I'm not a woman (99% sure) but I want to mention what for me is a CRUCIAL point in the abortion debate, and one that I never hear discussed. I first learned about this back in college during a Philosophy and Ethics class where we broke down the arguments of both sides with respect to weighty moral issues. With the abortion issue we inevitably talked about the moment of conception, and how most of those opposing abortion view conception as the moment when babies acquire the right to life, and when our souls are in effect "birthed". I also learned that after conception a surprisingly large percentage of pregnancies are spontaneously (or naturally) aborted, and this is also called miscarriage. This is a completely natural process, completely independent of human action and often without even the knowledge of the pregnant woman. The only only one that can take any responsibility for that one is God, right? Does this mean that God is planting souls in babies after conception, and then snuffing them out, or does this mean that the right to life is not as straightforward as pro-lifers would like to think? If you believe (as John McCain and Sarah Palin do) that life absolutely begins at conception and that abortion is murder, then it also means we have a rather murderous God.....(for those with the traditional view of an omnipotent God).
It means that we need to trust that God's way is the best way, and God's way is not our way. And we have to belive that all things WILL work together for good, regardless of what we think.
I THINK: The abortion debate and being anti-abortion, is a cause celebre for many. I think we have all fallen in love with it. 'It' being the topic itself. For many it is a way to define how they are different. A look at me---I am not like you. It is a symbol of their religion. It is a symbol of how they are morally superior to others.

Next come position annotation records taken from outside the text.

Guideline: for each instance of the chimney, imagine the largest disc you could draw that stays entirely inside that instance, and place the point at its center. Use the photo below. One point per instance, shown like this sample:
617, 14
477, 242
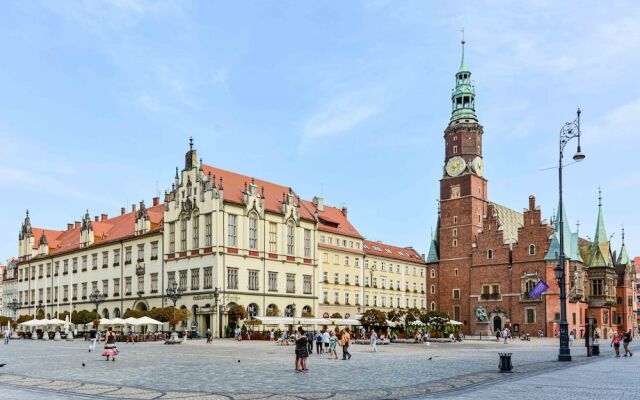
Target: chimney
532, 202
319, 203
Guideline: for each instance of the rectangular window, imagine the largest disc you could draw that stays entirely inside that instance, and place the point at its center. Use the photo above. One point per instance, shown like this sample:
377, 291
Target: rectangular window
195, 279
154, 250
232, 278
195, 225
253, 279
307, 243
531, 315
172, 237
208, 277
208, 235
306, 284
182, 284
232, 230
183, 235
273, 237
253, 232
291, 283
291, 229
273, 281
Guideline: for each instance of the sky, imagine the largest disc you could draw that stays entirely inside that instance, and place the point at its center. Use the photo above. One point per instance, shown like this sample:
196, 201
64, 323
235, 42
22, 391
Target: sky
345, 100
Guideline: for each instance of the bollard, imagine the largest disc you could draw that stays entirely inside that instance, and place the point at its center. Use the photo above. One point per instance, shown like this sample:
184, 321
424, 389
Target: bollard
505, 362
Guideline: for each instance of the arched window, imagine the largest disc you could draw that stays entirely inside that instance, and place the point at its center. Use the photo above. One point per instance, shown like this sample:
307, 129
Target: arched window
252, 309
253, 231
291, 229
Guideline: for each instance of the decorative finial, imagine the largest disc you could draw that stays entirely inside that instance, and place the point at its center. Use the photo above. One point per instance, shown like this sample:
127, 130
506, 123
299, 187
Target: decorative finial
599, 197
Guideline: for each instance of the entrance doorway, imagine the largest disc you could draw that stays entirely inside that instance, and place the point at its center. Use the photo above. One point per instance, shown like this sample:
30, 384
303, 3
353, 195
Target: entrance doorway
497, 323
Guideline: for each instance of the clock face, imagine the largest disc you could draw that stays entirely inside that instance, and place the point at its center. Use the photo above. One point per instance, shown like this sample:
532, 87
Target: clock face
456, 166
478, 166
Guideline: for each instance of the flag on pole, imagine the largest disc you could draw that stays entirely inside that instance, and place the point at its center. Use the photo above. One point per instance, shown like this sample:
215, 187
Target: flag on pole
538, 289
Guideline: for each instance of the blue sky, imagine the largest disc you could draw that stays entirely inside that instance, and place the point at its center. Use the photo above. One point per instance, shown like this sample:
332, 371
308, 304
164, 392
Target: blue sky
347, 100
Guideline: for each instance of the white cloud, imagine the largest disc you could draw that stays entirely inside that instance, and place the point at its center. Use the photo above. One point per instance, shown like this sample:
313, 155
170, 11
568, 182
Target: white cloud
338, 116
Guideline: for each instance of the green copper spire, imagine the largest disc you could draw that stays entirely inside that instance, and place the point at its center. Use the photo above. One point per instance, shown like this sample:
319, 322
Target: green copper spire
463, 95
600, 254
623, 258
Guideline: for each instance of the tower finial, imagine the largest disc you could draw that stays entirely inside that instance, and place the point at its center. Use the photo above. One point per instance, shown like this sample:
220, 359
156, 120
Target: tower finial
599, 196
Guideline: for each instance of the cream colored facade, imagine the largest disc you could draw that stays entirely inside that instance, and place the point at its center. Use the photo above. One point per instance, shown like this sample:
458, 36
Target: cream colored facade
253, 243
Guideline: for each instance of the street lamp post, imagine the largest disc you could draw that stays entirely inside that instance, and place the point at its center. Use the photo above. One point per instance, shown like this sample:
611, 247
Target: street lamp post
96, 298
569, 131
174, 293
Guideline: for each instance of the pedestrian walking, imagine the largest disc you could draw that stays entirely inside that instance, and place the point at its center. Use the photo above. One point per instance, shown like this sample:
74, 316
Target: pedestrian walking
93, 337
302, 350
326, 340
615, 343
319, 343
626, 339
374, 341
345, 341
110, 349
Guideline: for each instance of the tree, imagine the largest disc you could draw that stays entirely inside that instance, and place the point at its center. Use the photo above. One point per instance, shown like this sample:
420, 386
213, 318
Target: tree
374, 317
412, 314
396, 315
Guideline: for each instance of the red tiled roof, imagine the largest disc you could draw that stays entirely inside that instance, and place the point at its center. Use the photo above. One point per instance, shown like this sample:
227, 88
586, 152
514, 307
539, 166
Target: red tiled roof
111, 229
385, 250
331, 219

I think many of the religious anti-abortion group, wouldn't know what to do with themselves, if there was no such thing as abortion. They would loose so much of their identity. They would become more like everyone else. Something they dread above everything. Feeling morally superior is a powerful tool. It boosts the ego. Current American culture likes being divisive. We all get off on it. We enjoy being bad-ass Americans---more then we know. We want our individuality. And, being anti-abortion (for many) is a way to get it.
I don't deny their beliefs, but I think their actions on this one issue are not commensurate with the reality of the issue itself. If it was just about an alleged life, then all the anti-abortion camp, would be anti-war and anti-capital punishment.

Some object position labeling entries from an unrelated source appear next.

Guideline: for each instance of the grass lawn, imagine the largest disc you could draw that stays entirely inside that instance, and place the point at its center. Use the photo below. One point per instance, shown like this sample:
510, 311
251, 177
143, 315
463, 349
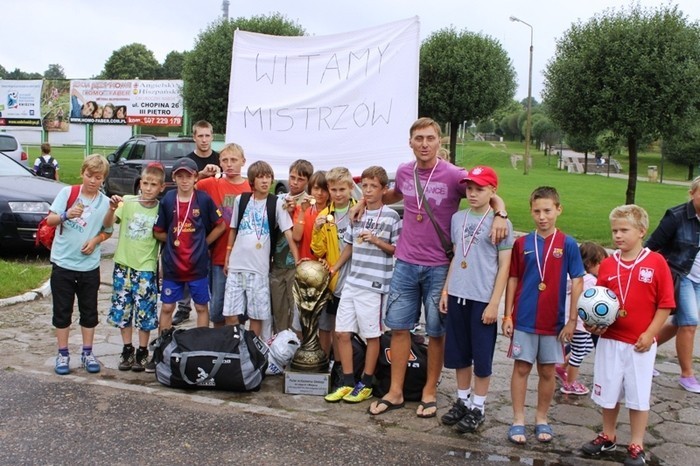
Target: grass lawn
20, 276
586, 199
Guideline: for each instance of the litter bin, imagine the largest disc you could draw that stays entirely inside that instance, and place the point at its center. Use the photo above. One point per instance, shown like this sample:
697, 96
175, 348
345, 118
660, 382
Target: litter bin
652, 173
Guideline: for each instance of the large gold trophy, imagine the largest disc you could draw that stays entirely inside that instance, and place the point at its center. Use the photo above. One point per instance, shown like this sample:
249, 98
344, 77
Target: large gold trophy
311, 294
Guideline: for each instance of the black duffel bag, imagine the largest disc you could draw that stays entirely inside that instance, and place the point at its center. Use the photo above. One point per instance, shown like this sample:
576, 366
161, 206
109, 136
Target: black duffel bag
416, 369
225, 358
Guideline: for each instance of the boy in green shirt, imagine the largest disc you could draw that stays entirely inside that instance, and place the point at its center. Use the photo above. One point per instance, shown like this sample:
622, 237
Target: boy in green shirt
135, 294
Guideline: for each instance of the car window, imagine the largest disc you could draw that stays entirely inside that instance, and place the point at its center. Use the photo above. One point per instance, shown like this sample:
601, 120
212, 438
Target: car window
123, 152
8, 167
137, 151
173, 150
7, 143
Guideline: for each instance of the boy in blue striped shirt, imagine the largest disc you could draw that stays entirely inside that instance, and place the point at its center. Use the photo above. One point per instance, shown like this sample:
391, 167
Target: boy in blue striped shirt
371, 242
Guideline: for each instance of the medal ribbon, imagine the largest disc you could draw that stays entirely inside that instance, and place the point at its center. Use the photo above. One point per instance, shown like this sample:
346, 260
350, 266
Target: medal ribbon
180, 226
416, 179
465, 249
541, 269
376, 221
644, 252
258, 234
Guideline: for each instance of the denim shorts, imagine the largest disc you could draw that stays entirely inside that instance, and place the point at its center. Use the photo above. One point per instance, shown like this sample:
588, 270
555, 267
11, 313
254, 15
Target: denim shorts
411, 286
688, 304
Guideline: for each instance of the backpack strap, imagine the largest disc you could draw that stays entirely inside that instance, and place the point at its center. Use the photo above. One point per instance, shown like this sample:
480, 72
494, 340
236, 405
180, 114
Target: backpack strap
271, 205
72, 197
242, 204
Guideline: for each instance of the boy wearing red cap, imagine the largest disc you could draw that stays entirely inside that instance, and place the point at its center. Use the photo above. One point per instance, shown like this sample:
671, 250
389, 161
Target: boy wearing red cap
188, 223
475, 283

For me, the decision to have an abortion came fairly easy. I didn't give it a lot of thought and no one helped me to. My biggest concern was not embarrasing my parents. I was only 16 years old at the time. I went to a free clinic and was told I could get an abortion without my parents knowing about it. It's ironic that a few months before, I tried to get birth control pills at the same place but was told I would have to have my parent's permission. Although I was young, I realized that I could die having an abortion and I wouldn't lie. I told my mom and she asked me what I wanted to do. My reply was, "Have an abortion." I had the abortion 2 days later.
For years I never thought about it again. It wasn't until 7 years later when I was married and expecting my first child. Then it hit me what I had done. Now I was being shown what the baby looked like inside of me and I could hear his heartbeat. Although the lady at the free clinic told me it was just a "blob of tissue" I now knew otherwise. I was 13 weeks pregnant when I had my abortion.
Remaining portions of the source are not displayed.